In this study, we evaluated the expression of AKIP1 and its prognostic implications in CRC patients. When compared with adjacent noncancerous colorectal mucosa, the expression of AKIP1 was upregulated in CRC tissue, and elevated AKIP1 expression was significantly associated with the TNM stage, thereby suggesting that AKIP1 overexpression may contribute to the progression of CRC. In a previous study, the oncogenic role of AKIP1 in tumor development was demonstrated.10,17 Leung and Ngan showed that AKIP1 was a protein partner of TAp73, and the two cooperated with each other to sensitize the response of cervical cancer cells to radiotherapy.15 Moreover, transwell assays indicated that the migration potential of si-AKIP1-transfected cells was significantly reduced. Thus, our data are consistent with the findings published in previous reports, which suggested that AKIP1 may play a critical role in CRC cell proliferation and migration.

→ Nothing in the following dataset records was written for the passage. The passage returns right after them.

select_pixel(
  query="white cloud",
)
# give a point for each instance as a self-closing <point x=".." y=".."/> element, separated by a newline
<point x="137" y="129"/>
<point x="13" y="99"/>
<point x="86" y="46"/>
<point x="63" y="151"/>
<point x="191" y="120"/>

Mo et al17 revealed that AKIP1 overexpression significantly correlated with poor overall survival and recurrence-free survival in breast cancer patients. In a study by Lin et al, it was demonstrated that AKIP1 expression significantly correlated with ESCC progression and a shorter survival time in patients.10 In our present study, we performed Kaplan–Meier survival analysis to demonstrate that patients with negative AKIP1 expression had a significantly better overall survival compared with those with positive AKIP1 expression. However, multivariable Cox proportional hazard analysis revealed that AKIP1 expression was not an independent prognostic factor for survival in CRC patients. Thus, these results indicated that AKIP1 may represent a prospective prognostic indicator of CRC. Because of the limitations of the scoring method and sample collection, additional analysis is required to verify the role of AKIP1, as well as its mechanisms underlying tumorigenesis and progression of CRC.


In this study, we demonstrated that elevated expression of AKIP1 may contribute to metastasis and progression of CRC, findings heightened by the positive correlation between high levels of AKIP1 expression and a shorter survival time in CRC patients. Therefore, AKIP1 may be a promising prognostic marker for CRC and a novel target in the treatment of this disease.


This work was supported by the grant from the National Natural Science Foundation of China (No 81372463).


The authors report no conflicts of interest in this work.